Another interesting military aspect of AI is that it may let you attack your enemy even without building any weapons of your own, through cyberwarfare. As a small prelude to what the future may bring, the Stuxnet worm, widely attributed to the U.S. and Israeli governments, infected fast-spinning centrifuges in Iran’s nuclear-enrichment program and caused them to tear themselves apart. The more automated society gets and the more powerful the attacking AI becomes, the more devastating cyberwarfare can be. If you can hack and crash your enemy’s self-driving cars, auto-piloted planes, nuclear reactors, industrial robots, communication systems, financial systems and power grids, then you can effectively crash his economy and cripple his defenses. If you can hack some of his weapons systems as well, even better.

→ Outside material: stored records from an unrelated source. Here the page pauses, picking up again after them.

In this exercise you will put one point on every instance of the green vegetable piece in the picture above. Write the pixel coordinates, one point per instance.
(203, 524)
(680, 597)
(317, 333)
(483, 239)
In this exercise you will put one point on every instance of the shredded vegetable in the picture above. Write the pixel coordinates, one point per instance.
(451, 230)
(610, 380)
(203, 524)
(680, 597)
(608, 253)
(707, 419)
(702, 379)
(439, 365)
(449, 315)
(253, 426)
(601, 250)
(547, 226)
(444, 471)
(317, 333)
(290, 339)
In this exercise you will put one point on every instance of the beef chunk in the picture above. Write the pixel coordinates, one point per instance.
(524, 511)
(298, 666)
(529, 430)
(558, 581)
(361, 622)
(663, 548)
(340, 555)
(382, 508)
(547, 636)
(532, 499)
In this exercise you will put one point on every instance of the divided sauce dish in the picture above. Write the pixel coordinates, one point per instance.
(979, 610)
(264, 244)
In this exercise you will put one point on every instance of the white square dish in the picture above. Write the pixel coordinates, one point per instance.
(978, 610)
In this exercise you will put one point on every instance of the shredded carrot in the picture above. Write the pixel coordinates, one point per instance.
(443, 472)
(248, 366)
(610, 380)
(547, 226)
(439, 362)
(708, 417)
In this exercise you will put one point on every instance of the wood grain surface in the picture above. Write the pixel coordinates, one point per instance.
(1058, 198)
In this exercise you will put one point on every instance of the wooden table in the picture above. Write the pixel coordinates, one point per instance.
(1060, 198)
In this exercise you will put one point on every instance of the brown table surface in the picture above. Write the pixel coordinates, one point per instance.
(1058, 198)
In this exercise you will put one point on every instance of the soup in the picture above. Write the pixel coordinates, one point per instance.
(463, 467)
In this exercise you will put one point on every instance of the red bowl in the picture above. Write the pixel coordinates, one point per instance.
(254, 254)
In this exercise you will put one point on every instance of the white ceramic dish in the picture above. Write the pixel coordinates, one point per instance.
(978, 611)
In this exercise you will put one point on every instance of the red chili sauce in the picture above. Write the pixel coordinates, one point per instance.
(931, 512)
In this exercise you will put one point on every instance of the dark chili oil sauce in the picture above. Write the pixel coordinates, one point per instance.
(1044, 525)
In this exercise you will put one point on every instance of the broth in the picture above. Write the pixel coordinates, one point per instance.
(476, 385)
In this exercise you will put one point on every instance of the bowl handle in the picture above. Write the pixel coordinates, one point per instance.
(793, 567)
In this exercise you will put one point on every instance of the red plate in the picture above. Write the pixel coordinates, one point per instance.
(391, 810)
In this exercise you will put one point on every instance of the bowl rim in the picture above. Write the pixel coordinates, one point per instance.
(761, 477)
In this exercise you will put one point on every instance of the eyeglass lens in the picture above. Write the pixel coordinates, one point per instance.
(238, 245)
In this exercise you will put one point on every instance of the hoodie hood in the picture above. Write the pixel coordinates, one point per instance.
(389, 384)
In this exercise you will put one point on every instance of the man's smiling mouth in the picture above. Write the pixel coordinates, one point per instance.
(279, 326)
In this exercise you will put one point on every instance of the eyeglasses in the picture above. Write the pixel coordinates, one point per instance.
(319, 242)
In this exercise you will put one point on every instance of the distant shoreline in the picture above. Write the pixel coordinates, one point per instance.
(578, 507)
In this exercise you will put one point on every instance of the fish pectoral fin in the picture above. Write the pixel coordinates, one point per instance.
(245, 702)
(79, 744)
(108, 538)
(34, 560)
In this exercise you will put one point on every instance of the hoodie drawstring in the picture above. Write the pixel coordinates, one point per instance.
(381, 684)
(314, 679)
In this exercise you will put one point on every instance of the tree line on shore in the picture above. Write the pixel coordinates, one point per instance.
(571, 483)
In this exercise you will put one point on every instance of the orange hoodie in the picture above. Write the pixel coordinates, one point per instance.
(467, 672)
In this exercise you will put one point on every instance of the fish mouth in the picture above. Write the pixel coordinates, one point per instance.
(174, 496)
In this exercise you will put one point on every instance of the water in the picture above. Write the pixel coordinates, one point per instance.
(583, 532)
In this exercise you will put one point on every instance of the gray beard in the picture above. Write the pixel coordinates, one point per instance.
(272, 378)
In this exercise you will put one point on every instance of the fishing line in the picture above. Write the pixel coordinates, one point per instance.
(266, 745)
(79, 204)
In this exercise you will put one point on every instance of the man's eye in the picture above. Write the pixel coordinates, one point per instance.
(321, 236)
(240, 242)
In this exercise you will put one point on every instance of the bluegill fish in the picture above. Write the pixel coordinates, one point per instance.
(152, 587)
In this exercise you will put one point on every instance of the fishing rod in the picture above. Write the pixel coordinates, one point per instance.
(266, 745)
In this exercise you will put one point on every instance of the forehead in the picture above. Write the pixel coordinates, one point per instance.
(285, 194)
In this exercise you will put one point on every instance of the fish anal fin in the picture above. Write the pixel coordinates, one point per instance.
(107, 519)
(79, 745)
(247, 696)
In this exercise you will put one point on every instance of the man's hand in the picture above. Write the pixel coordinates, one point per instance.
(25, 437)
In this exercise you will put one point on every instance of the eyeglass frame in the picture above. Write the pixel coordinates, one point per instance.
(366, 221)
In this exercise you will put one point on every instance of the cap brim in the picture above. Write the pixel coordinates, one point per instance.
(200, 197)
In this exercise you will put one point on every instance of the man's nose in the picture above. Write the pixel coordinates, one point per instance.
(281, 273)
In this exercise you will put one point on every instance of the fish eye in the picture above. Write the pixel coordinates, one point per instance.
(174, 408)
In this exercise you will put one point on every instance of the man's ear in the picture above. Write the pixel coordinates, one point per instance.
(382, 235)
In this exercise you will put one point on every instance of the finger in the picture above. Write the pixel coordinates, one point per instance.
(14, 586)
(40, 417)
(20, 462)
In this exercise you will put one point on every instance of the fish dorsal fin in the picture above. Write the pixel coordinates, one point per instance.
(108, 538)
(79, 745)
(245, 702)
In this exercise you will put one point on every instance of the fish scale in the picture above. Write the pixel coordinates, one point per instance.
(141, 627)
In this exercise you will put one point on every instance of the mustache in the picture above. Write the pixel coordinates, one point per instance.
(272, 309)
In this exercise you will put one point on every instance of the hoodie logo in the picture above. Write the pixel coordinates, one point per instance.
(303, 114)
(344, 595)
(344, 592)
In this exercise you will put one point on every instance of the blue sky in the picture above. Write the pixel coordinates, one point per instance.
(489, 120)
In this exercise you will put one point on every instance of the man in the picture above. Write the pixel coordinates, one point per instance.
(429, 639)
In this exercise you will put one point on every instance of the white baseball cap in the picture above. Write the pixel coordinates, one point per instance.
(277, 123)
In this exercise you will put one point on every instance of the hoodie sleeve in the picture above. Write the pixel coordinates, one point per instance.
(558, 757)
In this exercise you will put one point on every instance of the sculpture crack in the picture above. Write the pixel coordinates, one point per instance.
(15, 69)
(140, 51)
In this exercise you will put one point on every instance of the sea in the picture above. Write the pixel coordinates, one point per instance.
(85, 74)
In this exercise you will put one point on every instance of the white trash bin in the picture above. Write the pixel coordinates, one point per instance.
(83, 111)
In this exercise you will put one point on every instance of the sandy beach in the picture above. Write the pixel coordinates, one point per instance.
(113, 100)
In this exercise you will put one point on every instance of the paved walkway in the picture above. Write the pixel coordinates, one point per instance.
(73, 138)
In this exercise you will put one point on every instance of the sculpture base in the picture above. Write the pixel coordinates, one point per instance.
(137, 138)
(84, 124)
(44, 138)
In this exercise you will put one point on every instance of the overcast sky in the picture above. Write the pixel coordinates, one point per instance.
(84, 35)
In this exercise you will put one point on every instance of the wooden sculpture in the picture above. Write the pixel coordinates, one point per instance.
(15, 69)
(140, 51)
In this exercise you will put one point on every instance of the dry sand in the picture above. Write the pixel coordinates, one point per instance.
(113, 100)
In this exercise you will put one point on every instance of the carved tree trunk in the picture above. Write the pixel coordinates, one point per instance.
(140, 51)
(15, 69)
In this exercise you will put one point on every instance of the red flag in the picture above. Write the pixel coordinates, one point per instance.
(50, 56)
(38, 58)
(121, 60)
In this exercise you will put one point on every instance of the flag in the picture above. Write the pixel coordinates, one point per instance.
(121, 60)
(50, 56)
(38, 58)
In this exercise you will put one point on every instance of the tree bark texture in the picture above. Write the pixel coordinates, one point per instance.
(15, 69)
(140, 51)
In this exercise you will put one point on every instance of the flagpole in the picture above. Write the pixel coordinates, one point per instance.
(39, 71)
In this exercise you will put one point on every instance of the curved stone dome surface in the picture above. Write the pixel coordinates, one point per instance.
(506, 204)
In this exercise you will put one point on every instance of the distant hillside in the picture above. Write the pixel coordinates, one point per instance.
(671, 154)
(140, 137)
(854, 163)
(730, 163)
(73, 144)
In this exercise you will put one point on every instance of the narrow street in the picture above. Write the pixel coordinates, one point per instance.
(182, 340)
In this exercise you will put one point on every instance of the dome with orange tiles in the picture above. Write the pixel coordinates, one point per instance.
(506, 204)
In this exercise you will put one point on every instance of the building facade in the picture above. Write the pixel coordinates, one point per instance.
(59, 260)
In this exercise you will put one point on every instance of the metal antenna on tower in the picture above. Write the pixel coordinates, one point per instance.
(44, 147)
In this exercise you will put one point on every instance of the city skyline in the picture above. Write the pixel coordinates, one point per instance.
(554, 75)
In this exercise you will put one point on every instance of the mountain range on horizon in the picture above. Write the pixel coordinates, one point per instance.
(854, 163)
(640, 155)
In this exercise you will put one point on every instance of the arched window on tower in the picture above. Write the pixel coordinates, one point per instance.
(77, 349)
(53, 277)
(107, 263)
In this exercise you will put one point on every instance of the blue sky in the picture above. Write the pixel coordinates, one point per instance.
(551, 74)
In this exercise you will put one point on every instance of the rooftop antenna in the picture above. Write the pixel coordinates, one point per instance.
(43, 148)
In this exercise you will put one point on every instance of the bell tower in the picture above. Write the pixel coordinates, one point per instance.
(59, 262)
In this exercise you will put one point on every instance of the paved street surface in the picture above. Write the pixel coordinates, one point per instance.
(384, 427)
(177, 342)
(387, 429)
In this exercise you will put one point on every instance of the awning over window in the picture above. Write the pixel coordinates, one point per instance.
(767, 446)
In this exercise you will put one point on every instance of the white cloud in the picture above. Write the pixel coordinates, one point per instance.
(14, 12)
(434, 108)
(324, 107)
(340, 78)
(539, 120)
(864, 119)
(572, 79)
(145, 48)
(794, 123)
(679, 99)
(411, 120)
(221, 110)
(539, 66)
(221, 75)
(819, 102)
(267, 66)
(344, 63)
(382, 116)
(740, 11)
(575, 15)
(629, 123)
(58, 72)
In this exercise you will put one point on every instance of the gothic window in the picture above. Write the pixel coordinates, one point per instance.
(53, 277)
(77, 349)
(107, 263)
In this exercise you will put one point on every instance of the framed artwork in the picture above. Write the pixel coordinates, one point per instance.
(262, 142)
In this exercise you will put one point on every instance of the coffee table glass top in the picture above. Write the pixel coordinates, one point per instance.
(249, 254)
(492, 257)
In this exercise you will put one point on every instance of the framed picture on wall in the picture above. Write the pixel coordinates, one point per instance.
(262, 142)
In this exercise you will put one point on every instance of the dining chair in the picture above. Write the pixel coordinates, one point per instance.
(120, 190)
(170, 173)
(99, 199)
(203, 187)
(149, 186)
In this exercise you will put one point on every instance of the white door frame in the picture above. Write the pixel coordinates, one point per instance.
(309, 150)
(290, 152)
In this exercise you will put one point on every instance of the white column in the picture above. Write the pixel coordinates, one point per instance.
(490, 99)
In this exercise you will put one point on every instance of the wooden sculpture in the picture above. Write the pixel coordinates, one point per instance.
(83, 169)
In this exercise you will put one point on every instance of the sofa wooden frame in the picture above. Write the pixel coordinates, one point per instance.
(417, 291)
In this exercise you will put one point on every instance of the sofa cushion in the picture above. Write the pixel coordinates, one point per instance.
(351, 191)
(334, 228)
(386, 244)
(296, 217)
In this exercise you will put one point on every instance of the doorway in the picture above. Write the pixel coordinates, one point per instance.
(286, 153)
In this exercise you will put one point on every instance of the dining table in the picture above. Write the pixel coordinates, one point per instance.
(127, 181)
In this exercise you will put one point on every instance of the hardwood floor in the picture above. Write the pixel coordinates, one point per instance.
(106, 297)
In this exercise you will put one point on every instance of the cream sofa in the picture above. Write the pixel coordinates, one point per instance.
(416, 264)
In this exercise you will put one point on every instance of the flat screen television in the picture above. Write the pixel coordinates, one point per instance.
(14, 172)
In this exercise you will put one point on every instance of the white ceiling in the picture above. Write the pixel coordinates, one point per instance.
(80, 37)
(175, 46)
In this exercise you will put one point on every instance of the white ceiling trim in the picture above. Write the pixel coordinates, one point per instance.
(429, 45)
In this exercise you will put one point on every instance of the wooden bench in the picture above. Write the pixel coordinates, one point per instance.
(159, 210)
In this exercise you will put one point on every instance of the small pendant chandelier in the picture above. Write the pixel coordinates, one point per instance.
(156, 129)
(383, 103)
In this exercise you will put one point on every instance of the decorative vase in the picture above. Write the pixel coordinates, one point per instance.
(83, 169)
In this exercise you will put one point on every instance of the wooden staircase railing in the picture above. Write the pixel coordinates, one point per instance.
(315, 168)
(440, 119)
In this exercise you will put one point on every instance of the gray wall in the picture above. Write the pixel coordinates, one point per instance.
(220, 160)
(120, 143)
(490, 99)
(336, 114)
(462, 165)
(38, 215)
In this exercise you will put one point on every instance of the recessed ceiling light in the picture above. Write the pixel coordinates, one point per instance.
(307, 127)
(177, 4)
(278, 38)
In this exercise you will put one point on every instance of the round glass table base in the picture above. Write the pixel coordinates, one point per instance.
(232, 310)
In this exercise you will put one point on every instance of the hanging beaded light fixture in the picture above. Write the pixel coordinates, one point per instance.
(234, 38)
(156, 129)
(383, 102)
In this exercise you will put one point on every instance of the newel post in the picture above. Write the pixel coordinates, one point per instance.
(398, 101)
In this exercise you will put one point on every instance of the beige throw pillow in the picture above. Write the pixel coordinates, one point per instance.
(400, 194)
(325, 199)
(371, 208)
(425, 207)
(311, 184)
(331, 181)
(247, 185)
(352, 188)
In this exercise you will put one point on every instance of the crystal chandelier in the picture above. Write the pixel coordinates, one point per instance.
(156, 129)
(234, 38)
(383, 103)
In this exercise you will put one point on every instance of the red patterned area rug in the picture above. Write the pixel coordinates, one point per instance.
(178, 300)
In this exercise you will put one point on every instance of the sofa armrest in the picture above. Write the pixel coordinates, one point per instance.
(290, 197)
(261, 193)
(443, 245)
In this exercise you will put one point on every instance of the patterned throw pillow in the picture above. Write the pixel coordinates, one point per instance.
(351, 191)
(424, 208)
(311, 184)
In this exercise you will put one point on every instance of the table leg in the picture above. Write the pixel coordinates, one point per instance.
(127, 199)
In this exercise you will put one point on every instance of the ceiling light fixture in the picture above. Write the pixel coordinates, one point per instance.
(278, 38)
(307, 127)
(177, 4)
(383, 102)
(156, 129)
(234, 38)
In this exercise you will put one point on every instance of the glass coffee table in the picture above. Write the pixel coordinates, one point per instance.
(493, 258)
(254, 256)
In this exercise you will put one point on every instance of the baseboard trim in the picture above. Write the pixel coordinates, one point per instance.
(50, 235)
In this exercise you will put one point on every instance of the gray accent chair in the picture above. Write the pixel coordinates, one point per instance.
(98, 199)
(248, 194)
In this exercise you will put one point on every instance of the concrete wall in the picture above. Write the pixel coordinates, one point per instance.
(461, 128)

We began this chapter by surveying how spectacular the near-term opportunities are for AI to benefit humanity—if we manage to make it robust and unhackable. Although AI itself can be used to make AI systems more robust, thereby aiding the cyberwar defense, AI can clearly aid the offense as well. Ensuring that the defense prevails must be one of the most crucial short-term goals for AI development—otherwise all the awesome technology we build can be turned against us!

Jobs and Wages

So far in this chapter, we’ve mainly focused on how AI will affect us as consumers, by enabling transformative new products and services at affordable prices. But how will it affect us as workers, by transforming the job market? If we can figure out how to grow our prosperity through automation without leaving people lacking income or purpose, then we have the potential to create a fantastic future with leisure and unprecedented opulence for everyone who wants it. Few people have thought longer and harder about this than economist Erik Brynjolfsson, one of my MIT colleagues. Although he’s always well-groomed and impeccably dressed, he has Icelandic heritage, and I sometimes can’t help imagine that he only recently trimmed back a wild red Viking beard and mane to blend in at our business school. He certainly hasn’t trimmed back his wild ideas, and he calls his optimistic job-market vision “Digital Athens.” The reason that the Athenian citizens of antiquity had lives of leisure where they could enjoy democracy, art and games was mainly that they had slaves to do much of the work. But why not replace the slaves with AI-powered robots, creating a digital utopia that everyone can enjoy? Erik’s AI-driven economy would not only eliminate stress and drudgery and produce an abundance of everything we want today, but it would also supply a bounty of wonderful new products and services that today’s consumers haven’t yet realized that they want.